Reculant de quelques pas, l'élève prit son élan et sauta par-dessus la crevasse, se réceptionnant parfaitement de l'autre côté. Il avançait maintenant prudemment, s'aidant de son pied pour déblayer le sol des multiples feuilles de fougères qui le recouvraient. A peine eut-il fait un pas à l'extérieur via l'ouverture dans le mur que le soleil darda sur lui ses rayons brûlants, assommants. Se protégeant à l'aide de son bras, Eleyon analysa la situation dans la quelle il se trouvait. *A la vue de l'état dans lequel se trouve les locaux je ne suis pas dans la même époque qu'à mon arrivée à la Deus. En y pensant, à quelle époque suis-je arriver ? Je ne le sais même pas … Je n'ai aucun repère temporel pour me situer*


La plupart des bâtiments étaient eux aussi à l'état de ruine : le toit en dôme de la cafétéria n'existait même plus, il s'était totalement effondré et d'autres bâtiment avaient connu un sort tout aussi tragique. Tout ce qui avait fait la splendeur de l'académie était maintenant défiguré laissant place à des paysages hostiles. Les jardins où de nombreuses variétés de fleurs poussaient en liberté avait laissé place à une terre aride où ne poussait que des ronciers et autre mauvaises herbes. Attristé, c'était le mot qui définissait le plus l'état d'esprit d'Eleyon en ce moment. Il n'avait pas profité longtemps des charmes de l'école, mais il avait su les juger à leur juste valeur dès le départ.
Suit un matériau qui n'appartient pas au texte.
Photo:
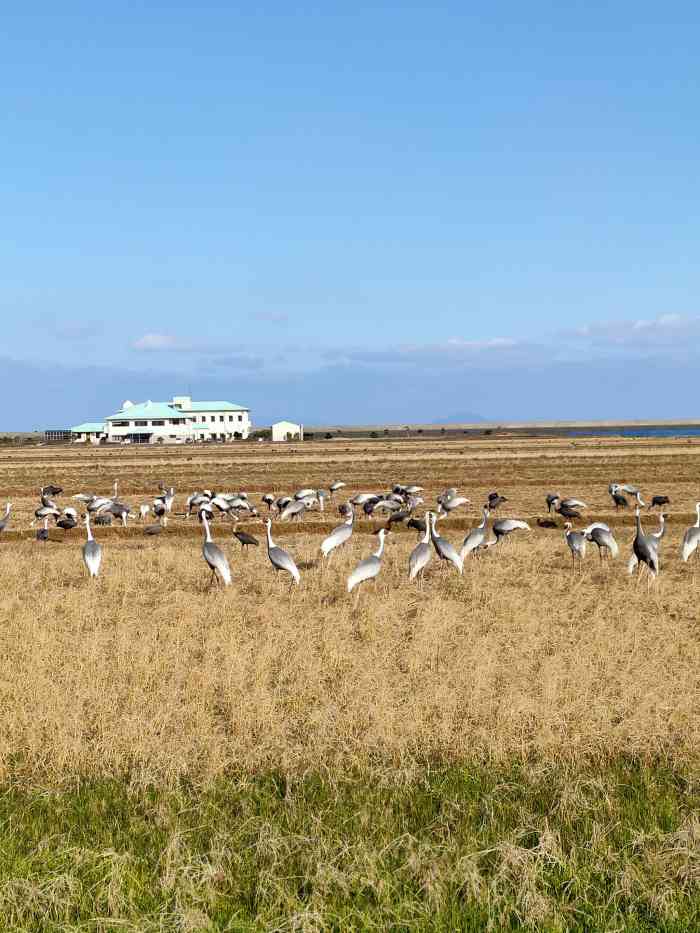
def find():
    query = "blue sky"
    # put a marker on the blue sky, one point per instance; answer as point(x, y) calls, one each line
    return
point(351, 212)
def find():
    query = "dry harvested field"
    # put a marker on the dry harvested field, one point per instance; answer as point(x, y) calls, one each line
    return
point(513, 749)
point(147, 670)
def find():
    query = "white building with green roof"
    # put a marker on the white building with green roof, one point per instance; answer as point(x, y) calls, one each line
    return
point(178, 421)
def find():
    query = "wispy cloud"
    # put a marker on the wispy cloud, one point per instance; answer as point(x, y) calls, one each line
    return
point(270, 317)
point(160, 343)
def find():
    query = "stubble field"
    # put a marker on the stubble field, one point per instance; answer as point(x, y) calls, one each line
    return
point(513, 747)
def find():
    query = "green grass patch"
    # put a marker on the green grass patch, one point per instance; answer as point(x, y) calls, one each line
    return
point(461, 848)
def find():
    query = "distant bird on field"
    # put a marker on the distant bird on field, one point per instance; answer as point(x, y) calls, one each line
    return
point(245, 540)
point(577, 544)
point(92, 551)
point(691, 538)
point(506, 526)
point(368, 568)
point(476, 537)
point(420, 555)
point(644, 549)
point(214, 556)
point(444, 550)
point(280, 559)
point(340, 534)
point(603, 538)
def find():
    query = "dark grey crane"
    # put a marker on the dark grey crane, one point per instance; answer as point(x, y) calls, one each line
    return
point(691, 538)
point(419, 557)
point(214, 556)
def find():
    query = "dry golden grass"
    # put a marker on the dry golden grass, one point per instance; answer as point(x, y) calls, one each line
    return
point(146, 671)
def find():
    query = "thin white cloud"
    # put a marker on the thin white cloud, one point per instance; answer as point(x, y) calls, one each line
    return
point(158, 343)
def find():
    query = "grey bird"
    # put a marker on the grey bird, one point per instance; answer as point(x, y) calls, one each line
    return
point(691, 538)
point(444, 550)
point(421, 554)
point(214, 556)
point(506, 526)
point(368, 568)
point(644, 549)
point(280, 559)
point(340, 534)
point(476, 536)
point(577, 544)
point(604, 540)
point(92, 551)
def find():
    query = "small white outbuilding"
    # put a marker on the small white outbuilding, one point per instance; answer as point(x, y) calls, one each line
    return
point(287, 431)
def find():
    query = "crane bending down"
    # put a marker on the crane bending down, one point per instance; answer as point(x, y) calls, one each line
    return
point(645, 549)
point(92, 551)
point(213, 555)
point(279, 558)
point(368, 568)
point(577, 544)
point(420, 555)
point(691, 538)
point(340, 534)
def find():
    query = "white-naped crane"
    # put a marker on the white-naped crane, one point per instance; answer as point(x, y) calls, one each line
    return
point(691, 538)
point(214, 555)
point(506, 526)
point(92, 551)
point(421, 554)
point(443, 548)
point(368, 568)
point(603, 538)
point(280, 559)
point(340, 534)
point(5, 520)
point(645, 549)
point(476, 537)
point(576, 541)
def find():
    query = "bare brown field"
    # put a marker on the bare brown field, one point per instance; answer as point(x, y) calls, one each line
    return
point(147, 672)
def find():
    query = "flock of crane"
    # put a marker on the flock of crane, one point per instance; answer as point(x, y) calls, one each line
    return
point(396, 506)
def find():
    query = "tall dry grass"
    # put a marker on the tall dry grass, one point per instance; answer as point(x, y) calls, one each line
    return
point(146, 671)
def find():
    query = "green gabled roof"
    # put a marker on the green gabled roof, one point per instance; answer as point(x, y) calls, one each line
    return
point(147, 410)
point(215, 406)
point(90, 427)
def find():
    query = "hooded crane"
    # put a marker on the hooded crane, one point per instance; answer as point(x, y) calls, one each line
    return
point(368, 568)
point(279, 558)
point(476, 536)
point(92, 551)
point(506, 526)
point(5, 520)
point(577, 544)
point(691, 538)
point(214, 556)
point(340, 534)
point(601, 536)
point(445, 550)
point(644, 549)
point(421, 554)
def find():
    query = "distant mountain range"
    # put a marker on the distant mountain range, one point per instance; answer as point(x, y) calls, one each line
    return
point(462, 417)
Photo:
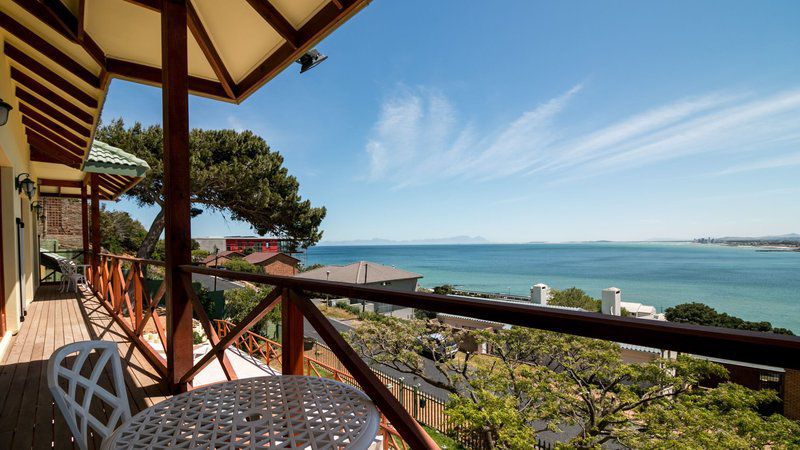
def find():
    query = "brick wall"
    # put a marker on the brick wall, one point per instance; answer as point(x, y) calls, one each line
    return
point(791, 394)
point(63, 221)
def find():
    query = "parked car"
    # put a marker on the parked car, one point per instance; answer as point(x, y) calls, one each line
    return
point(436, 347)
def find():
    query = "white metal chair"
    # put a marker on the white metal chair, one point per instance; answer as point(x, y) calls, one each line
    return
point(76, 407)
point(70, 277)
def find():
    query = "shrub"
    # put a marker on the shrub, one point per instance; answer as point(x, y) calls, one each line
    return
point(576, 298)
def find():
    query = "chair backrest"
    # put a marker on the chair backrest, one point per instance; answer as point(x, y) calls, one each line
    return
point(74, 390)
point(66, 267)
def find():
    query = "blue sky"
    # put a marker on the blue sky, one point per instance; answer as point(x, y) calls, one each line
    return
point(537, 121)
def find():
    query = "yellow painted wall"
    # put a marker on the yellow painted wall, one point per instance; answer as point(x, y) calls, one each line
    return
point(14, 160)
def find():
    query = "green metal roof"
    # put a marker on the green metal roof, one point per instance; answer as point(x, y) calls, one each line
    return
point(104, 158)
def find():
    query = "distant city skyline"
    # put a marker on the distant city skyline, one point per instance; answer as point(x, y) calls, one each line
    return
point(533, 122)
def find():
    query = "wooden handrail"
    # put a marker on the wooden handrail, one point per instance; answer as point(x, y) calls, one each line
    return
point(147, 262)
point(738, 345)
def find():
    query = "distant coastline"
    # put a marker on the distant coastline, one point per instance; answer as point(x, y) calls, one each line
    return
point(783, 243)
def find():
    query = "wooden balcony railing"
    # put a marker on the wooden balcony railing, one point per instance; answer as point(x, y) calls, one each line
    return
point(127, 299)
point(294, 296)
point(269, 352)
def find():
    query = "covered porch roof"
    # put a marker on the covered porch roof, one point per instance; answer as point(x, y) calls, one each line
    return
point(117, 170)
point(63, 54)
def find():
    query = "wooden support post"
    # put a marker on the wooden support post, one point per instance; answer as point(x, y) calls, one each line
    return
point(292, 336)
point(178, 236)
point(85, 231)
point(95, 233)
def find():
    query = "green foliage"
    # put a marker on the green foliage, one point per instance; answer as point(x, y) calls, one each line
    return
point(225, 164)
point(445, 442)
point(702, 314)
point(539, 380)
point(445, 289)
point(240, 265)
point(575, 298)
point(199, 255)
point(119, 232)
point(198, 337)
point(160, 251)
point(239, 303)
point(722, 418)
point(352, 309)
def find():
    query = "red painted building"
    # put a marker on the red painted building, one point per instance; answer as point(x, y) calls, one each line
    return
point(242, 243)
point(258, 244)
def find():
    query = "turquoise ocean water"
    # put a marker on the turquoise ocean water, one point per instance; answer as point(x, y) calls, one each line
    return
point(740, 281)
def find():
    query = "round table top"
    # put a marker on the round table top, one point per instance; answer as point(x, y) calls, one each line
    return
point(278, 412)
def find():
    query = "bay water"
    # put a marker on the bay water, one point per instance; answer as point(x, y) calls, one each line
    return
point(754, 285)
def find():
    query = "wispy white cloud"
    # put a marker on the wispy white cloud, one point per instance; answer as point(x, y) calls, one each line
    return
point(419, 137)
point(763, 164)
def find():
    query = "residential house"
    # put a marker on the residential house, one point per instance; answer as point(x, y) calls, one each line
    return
point(242, 243)
point(219, 259)
point(369, 274)
point(275, 263)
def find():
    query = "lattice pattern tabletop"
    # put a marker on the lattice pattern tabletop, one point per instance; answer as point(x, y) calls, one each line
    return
point(280, 412)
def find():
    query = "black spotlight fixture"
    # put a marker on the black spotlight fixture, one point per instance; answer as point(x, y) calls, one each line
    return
point(310, 59)
point(39, 210)
point(26, 186)
point(5, 108)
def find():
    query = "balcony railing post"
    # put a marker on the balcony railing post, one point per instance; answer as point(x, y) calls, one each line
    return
point(116, 286)
point(177, 187)
point(136, 270)
point(87, 259)
point(292, 336)
point(95, 233)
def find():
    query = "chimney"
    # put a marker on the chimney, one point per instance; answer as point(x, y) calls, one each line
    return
point(540, 294)
point(611, 301)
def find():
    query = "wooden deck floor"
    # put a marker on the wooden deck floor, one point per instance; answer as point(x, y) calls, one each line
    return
point(28, 416)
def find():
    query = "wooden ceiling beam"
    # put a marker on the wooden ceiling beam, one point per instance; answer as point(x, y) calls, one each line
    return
point(31, 113)
point(58, 116)
point(51, 150)
point(152, 5)
point(27, 36)
point(49, 134)
point(59, 183)
point(46, 15)
point(58, 17)
point(111, 181)
point(43, 91)
point(53, 78)
point(39, 155)
point(273, 17)
point(319, 26)
point(152, 75)
point(210, 52)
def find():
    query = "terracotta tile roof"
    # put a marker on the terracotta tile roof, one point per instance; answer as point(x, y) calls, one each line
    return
point(223, 254)
point(359, 273)
point(260, 257)
point(104, 158)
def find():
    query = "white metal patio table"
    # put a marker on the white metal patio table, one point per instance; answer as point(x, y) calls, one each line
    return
point(277, 412)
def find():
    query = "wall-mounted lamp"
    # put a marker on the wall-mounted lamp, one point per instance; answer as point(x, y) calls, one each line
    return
point(38, 209)
point(5, 108)
point(27, 185)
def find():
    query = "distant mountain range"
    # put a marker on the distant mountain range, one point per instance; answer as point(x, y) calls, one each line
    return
point(433, 241)
point(794, 237)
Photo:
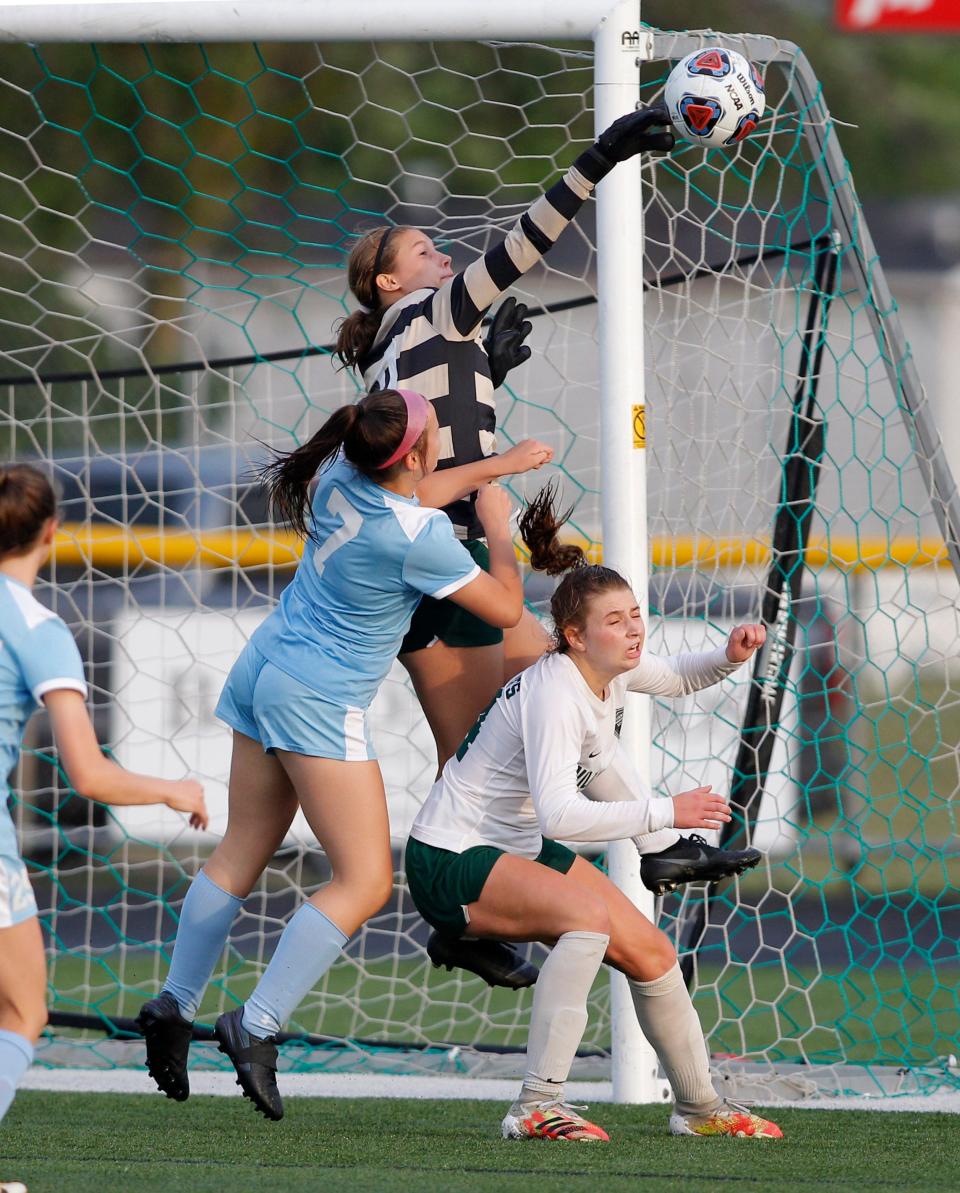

Il déambula dans le territoire de la Deus à la recherche d'une âme emplie de solitude comme la sienne à l'heure actuelle. Oui, il était seul, il n'y avait pas âme qui vive même pas une créature magique.

« La solitude est un jardin où l'âme se dessèche, les fleurs qui y poussent n'ont pas de parfum ... » murmura Eleyon pour lui -même.

Il avait vu cette citation dans un des livres de la bibliothèques. C'était triste comme elle s'accordait si bien avec ce qu'il advenait de lui et de l'académie. Eleyon était abattu par ce spectacle désolant. Il se força à fermer les yeux pour réprimer les quelques larmes qui montaient en lui et dirigea ses pas vers le portail. Il ne pouvait plus voir l'académie dans cet état. Alors qu'il s'approchait à grand pas du portail, des grognements se firent entendre au loin. Il n'y prêta pas attention, trop abattu en l'instant présent pour lever le regard de ses pieds et se confronter à un avenir incertain.

La main du garçon se posa sur le portail et il resta un moment ainsi, silencieux, écoutant le vent faire bruisser les feuilles. Le portail grinça sous la pression croissante qu'exerça le jeune homme, ouvrant ses portes sur des terres inexplorées. Sans un regard en arrière, il avança sur la route avant de quitter le chemin de terre battue pour s'aventurer entre les arbres millénaires de la forêt.

La végétation était luxuriante, l'air embaumait différentes senteurs. Elles éveillaient quelque chose en lui, il avait déjà ressenti cette impression. A son arrivée, lors de sa rencontre avec une des élèves, son parfum avait éveillait en lui une partie animale qu'il ne connaissait pas. Le phénomène se réitérait aujourd'hui et ce n'était pas pour lui déplaire. Ces instincts qui se réveillaient en lui donnaient au jeune garçon une impression de liberté éphémère. Enivré de toutes ces odeurs qui arrivaient à ses narines, Eleyon perdit rapidement son chemin. Le jeune homme dirigea son regard vers le ciel, mais son regard ne rencontra qu'une voûte de feuilles que formait la canopée. Il marcha donc, esseulé au milieu de tous ces arbres.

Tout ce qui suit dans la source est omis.